Forthcoming studies should address specific caveats encountered in our report. To begin, validation among other large de-novo and rrDLBCL datasets (specifically additional scRNA datasets) with integrated DNA alteration and gene expression remains an important follow up for supporting these results. That, and our data were not able to integrate key clinical factors such as patient age, staging, and if treatment differed from R-CHOP (although all cases were documented to receive it). Equally, cell line results are preliminary, and additional in-vitro studies would augment our findings, perhaps leading to in-vivo studies with animal models. Similarly, both molecules require further molecular validation of their patient safety and efficacy profiles given their unique mechanisms of action, ideally utilizing knockout and induction models. CDK9 and XPO1 inhibition may also reduce the viable T-cell populations, so this treatment could only be applied if the TME already represented a Depleted Ecotype. Next, Immune deconvolution represents a suitable tool for interrogating the presence of specific components, but single-cell RNA seq or flow cytometry of live biopsies would provide the most clarity. Lastly, these analyses are primarily integrated from other DLBCL informatics studies and sources, denying the potential for a fully in-house experiment.
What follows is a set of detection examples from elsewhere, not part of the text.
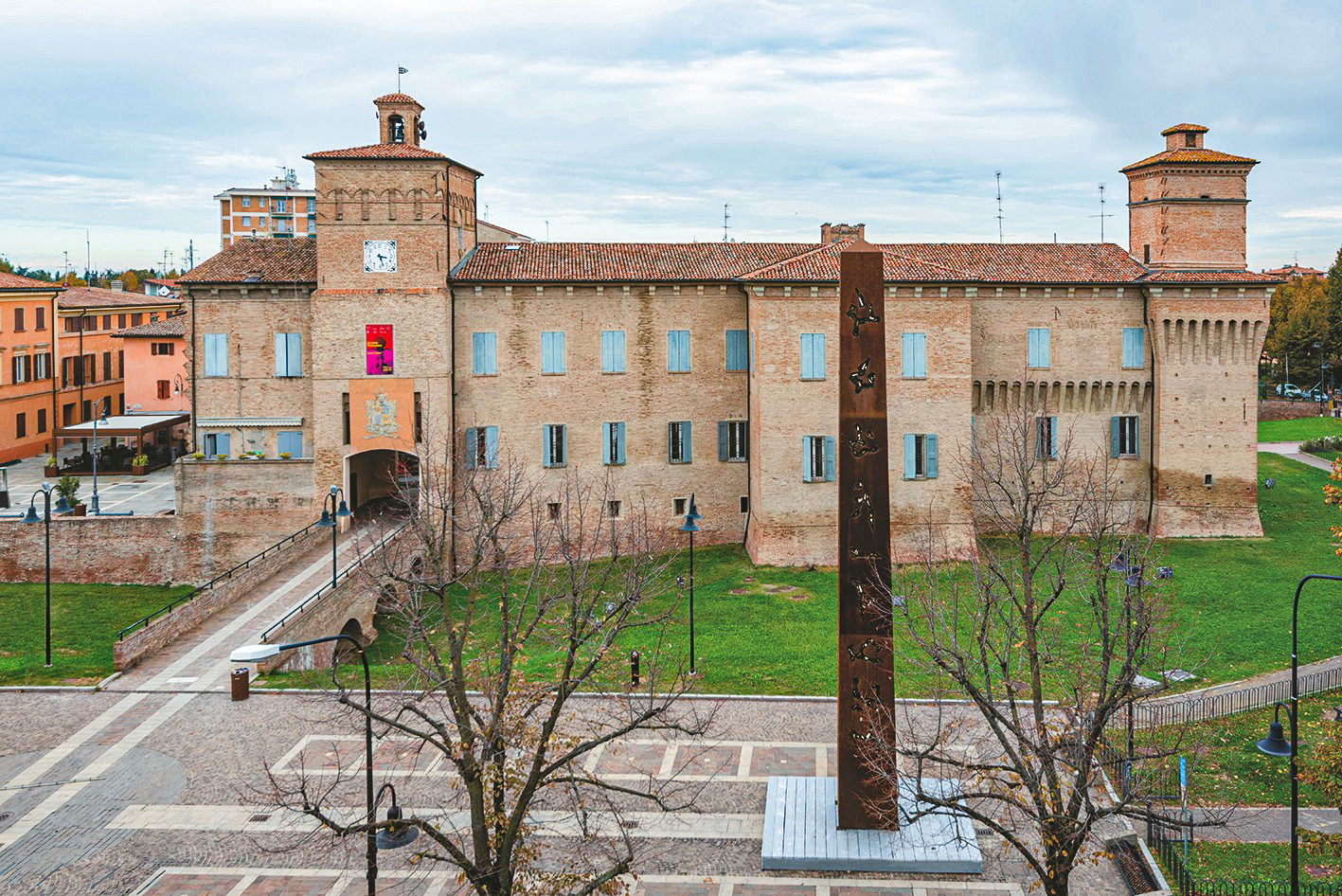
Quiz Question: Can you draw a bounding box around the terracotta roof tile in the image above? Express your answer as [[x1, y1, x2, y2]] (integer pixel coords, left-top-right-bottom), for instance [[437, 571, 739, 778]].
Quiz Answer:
[[0, 272, 61, 290], [178, 238, 316, 283], [1119, 146, 1258, 171], [454, 242, 1146, 283], [57, 286, 181, 309], [1161, 122, 1208, 136], [1140, 271, 1285, 283], [112, 314, 187, 339], [303, 144, 447, 160]]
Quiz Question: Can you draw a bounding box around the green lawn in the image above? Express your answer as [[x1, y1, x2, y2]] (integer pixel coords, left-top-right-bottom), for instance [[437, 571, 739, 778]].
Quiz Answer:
[[270, 454, 1342, 695], [0, 582, 190, 684], [1148, 692, 1342, 806], [1259, 417, 1342, 441], [1165, 840, 1342, 883]]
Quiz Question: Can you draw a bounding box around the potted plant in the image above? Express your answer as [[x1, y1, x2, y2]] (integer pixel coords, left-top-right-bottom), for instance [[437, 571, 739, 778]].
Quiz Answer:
[[55, 476, 86, 516]]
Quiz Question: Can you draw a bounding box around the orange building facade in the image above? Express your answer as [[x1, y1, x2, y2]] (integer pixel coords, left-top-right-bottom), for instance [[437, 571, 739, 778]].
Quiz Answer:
[[114, 314, 190, 413]]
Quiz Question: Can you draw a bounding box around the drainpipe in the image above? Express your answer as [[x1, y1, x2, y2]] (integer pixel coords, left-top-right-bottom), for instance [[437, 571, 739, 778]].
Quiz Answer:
[[1136, 286, 1156, 535], [737, 281, 754, 547]]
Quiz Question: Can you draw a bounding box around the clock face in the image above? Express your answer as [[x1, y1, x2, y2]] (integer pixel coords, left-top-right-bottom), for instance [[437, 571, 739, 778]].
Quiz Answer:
[[364, 240, 396, 274]]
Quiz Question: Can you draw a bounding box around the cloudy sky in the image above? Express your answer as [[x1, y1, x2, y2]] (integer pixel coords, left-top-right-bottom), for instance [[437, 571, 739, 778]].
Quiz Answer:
[[0, 0, 1342, 270]]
In conclusion, we report a concerning network portending poor CAR-T responses between increased MYC expression and a depleted immune presence, most notably CD8 T-cell absence, that may be addressed by genomically-targeted therapeutic molecules. These results provide novel informatic insights within a genomic network of importance for CAR-T application and may therefore be used to identify high-risk phenotypes and better inform future treatment teams prior to CAR-T administration in combination with clinical prognostic factors.